On social media, shoppers post images of dealers charging "limited availability" or "market adjustments" markups that can exceed $10,000 above sticker price.
This and already high transaction prices topping $40,000 for the average new car has prompted shoppers to scour the used-car market. The red-hot used-car market shows no signs of slowing down, either.
"In 2021, used prices are expected to remain near historic levels as pandemic-related macro-economic headwinds remain in place," J.D. Power reported back in April. Between April and May alone, used car prices rose 5%.
The silver lining for owners who have held onto their cars is the cars are worth more now than they were last year, or, the last several years. The average age of vehicles on American roads has risen to 12.1 years old, and those older cars should help supply some of the surging demand.
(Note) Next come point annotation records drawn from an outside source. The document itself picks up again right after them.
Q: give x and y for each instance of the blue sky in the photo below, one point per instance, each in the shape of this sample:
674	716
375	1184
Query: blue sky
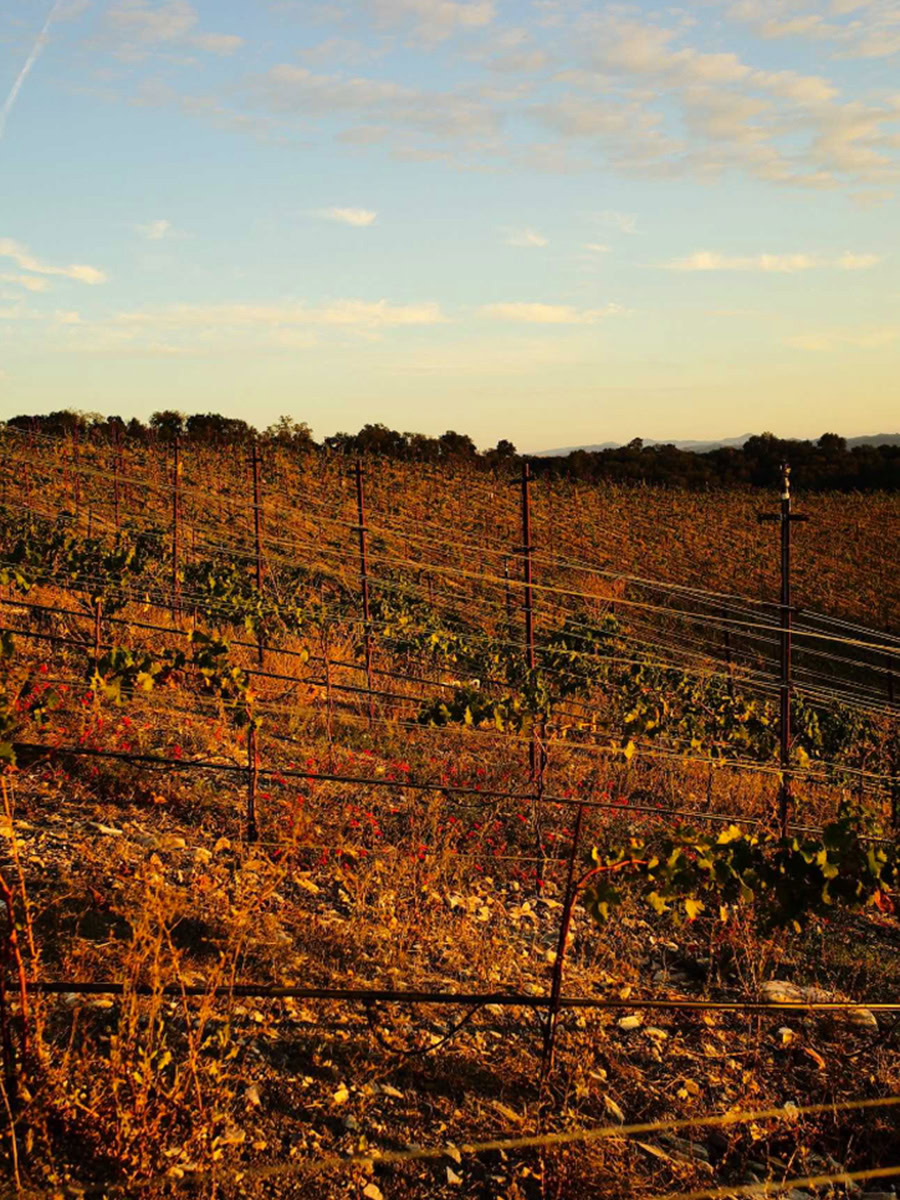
551	221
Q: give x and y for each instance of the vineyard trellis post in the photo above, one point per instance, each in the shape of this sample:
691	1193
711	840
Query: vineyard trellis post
895	750
565	919
175	520
252	780
258	540
528	594
785	519
364	582
117	453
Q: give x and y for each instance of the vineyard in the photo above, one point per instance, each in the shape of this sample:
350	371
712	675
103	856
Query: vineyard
411	829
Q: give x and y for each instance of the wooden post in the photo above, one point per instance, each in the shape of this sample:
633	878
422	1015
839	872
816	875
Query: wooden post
364	582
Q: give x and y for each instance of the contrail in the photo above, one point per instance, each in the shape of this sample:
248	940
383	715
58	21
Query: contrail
29	63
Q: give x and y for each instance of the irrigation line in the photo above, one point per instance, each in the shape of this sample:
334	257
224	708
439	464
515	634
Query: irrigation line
411	785
412	996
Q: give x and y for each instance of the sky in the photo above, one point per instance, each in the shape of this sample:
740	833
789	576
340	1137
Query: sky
557	222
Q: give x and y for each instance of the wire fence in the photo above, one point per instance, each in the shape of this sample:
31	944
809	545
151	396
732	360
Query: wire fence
711	633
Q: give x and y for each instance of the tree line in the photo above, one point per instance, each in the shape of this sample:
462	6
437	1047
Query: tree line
827	463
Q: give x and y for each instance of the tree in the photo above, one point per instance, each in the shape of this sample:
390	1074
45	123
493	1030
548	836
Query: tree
456	445
833	443
288	432
168	425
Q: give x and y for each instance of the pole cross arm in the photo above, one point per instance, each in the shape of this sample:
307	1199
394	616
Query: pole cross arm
777	516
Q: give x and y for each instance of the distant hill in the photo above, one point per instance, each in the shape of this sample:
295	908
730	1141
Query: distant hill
875	439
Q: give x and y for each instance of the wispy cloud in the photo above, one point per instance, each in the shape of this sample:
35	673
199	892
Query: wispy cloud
135	28
155	231
27	262
835	340
549	313
784	264
27	67
341	313
625	222
359	217
30	282
525	238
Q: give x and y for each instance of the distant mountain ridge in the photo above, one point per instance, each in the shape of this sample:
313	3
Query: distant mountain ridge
875	439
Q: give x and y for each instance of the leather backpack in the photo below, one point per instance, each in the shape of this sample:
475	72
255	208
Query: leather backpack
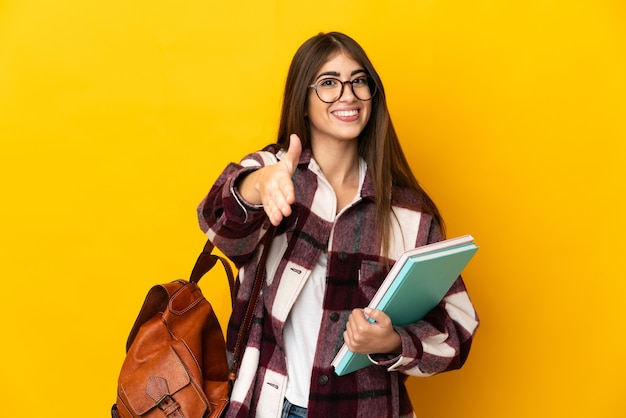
175	363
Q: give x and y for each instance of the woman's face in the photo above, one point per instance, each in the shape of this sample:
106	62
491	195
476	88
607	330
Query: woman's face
346	118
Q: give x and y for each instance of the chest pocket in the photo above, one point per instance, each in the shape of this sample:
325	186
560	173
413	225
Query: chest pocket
371	276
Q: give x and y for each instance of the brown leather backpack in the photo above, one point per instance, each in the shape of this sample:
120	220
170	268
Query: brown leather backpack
175	363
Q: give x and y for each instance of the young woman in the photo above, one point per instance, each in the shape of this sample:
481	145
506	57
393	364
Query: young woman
345	203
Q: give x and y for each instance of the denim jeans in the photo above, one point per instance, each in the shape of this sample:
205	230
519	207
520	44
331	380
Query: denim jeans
293	411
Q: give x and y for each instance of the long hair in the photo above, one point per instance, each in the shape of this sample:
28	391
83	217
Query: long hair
378	143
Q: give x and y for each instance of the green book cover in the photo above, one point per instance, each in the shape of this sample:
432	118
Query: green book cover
416	283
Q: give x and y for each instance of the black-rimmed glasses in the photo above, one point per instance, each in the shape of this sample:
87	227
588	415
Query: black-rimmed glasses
330	89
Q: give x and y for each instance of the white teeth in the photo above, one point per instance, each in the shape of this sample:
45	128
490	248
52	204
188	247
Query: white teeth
346	113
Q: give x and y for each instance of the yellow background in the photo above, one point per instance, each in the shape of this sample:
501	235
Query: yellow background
116	116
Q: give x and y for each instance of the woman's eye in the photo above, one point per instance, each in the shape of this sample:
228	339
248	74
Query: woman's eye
329	82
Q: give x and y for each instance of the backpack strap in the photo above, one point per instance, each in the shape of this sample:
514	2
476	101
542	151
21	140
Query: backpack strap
247	321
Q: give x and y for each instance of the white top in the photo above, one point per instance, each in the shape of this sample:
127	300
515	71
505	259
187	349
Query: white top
303	325
300	333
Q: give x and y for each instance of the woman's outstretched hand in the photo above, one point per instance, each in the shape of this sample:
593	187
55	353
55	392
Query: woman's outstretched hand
272	186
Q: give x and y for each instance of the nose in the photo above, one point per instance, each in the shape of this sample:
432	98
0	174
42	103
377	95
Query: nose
351	96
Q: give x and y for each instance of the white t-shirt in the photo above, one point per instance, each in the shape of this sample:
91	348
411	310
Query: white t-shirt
303	325
300	333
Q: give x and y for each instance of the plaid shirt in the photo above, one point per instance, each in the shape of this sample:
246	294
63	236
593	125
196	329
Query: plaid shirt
438	343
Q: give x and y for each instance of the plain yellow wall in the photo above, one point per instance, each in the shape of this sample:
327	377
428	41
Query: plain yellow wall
116	116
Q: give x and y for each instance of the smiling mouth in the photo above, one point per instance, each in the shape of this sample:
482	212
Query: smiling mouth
346	113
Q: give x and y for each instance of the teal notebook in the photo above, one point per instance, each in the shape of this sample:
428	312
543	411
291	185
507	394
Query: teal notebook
416	283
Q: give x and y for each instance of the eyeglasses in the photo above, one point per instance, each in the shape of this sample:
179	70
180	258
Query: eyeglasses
330	89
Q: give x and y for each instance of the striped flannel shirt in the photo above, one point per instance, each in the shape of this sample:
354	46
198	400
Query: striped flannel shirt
438	343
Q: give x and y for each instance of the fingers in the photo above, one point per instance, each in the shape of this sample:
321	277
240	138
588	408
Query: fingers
293	153
363	336
275	184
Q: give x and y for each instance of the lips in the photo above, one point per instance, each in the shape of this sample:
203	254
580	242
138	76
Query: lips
346	113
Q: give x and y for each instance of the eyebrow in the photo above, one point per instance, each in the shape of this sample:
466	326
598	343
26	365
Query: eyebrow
336	74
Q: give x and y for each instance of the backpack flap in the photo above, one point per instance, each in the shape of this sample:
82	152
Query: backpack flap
157	383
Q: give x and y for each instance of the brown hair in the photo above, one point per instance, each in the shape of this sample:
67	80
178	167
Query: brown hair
378	143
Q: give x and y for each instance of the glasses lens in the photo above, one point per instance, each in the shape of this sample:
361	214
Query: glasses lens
330	89
363	88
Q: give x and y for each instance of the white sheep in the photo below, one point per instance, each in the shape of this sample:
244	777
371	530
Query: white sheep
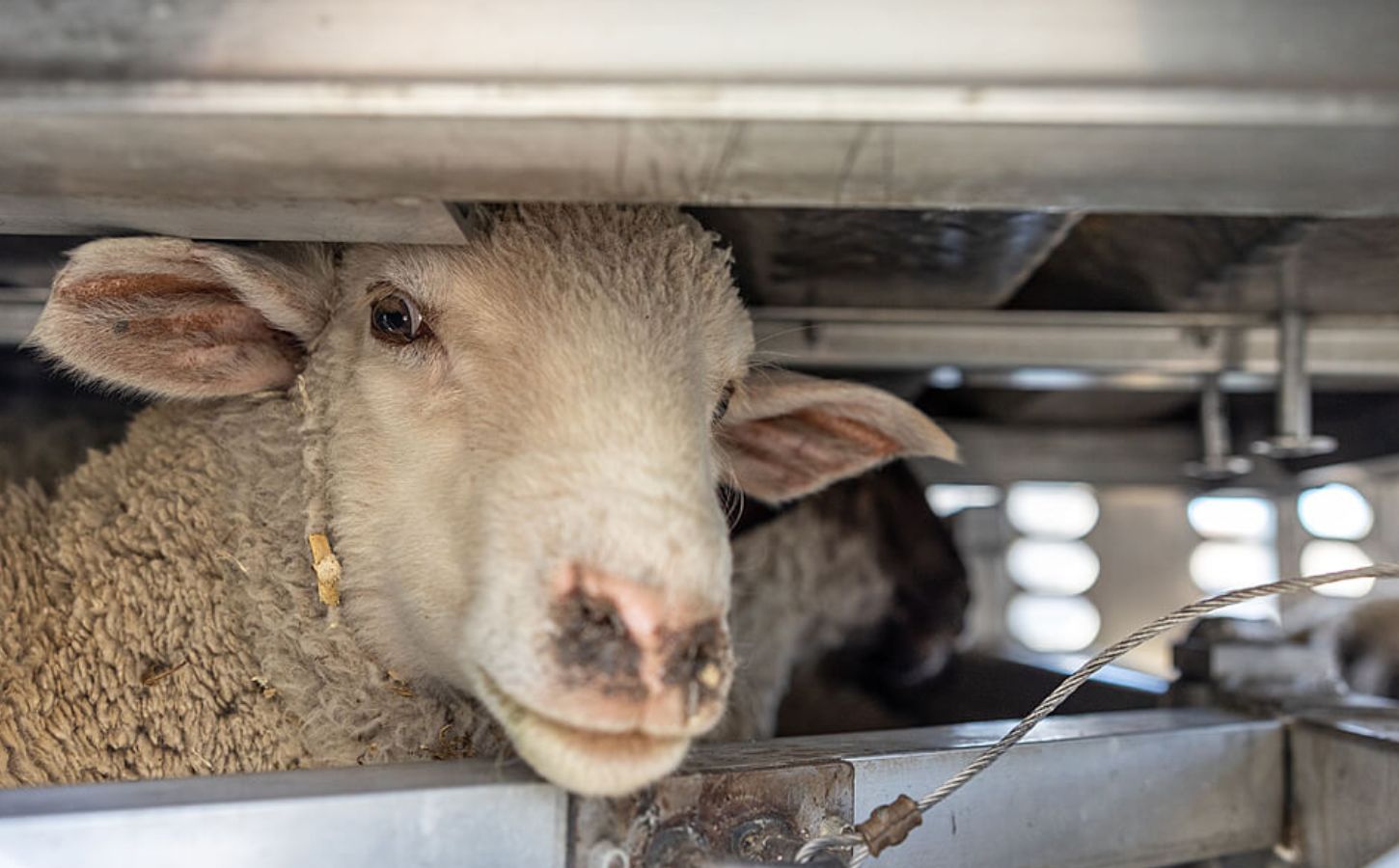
512	447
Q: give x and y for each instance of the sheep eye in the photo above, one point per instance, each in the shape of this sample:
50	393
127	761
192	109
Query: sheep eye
395	319
722	407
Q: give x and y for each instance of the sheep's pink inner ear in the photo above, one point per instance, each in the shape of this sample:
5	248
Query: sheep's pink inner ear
788	435
164	333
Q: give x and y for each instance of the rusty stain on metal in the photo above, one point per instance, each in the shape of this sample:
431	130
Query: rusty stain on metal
696	817
889	825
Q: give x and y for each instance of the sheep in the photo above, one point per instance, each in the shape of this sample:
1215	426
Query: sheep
857	591
504	456
1364	643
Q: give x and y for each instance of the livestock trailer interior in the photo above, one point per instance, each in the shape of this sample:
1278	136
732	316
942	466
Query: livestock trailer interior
1139	258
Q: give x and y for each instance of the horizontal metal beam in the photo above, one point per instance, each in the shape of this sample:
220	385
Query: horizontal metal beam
426	815
1180	786
1184	347
1346	789
1157	105
403	220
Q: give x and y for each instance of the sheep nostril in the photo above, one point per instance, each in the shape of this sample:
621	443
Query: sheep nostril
592	639
699	660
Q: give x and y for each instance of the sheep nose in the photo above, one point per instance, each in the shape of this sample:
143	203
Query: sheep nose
641	656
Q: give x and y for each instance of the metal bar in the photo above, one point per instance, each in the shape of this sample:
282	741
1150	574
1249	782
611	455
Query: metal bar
459	814
1202	784
1166	344
1101	454
1346	789
1208	787
1163	105
401	220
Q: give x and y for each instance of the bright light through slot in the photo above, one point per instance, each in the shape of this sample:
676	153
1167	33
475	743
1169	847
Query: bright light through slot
1218	568
1224	517
1053	625
1053	566
1336	512
1054	510
1330	556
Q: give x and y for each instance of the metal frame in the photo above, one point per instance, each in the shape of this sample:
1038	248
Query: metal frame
1203	784
1153	105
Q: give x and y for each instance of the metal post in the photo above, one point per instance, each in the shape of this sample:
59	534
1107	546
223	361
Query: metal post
1218	463
1294	438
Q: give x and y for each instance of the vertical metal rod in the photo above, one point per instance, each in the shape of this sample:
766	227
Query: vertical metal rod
1213	423
1218	463
1293	436
1294	383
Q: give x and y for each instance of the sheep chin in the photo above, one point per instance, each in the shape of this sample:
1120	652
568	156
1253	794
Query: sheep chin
582	761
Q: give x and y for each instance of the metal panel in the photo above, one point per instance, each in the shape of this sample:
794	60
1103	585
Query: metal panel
442	814
1168	105
1122	789
1346	789
1109	794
People held onto their cars during the uncertainty caused by the pandemic, inadvertently contributing to the supply shortage. Now they can cash in.
“The microchip shortage and subsequent inventory levels for new vehicles have created a situation in which used vehicle values have gotten extremely high, so a vehicle owner who may have kept a vehicle in the garage that they were not using in 2020, now instead may take advantage of the opportunity to either reduce the number of vehicles in their garage, or trade up to something newer while the demand and value is extremely high on their used vehicle,” Campau said.
As more people trade in or sell their older vehicles for newer ones, the average age of cars on U.S. roadways will decrease and the price of used cars should fall as well. The question, like so much else during the pandemic, is when.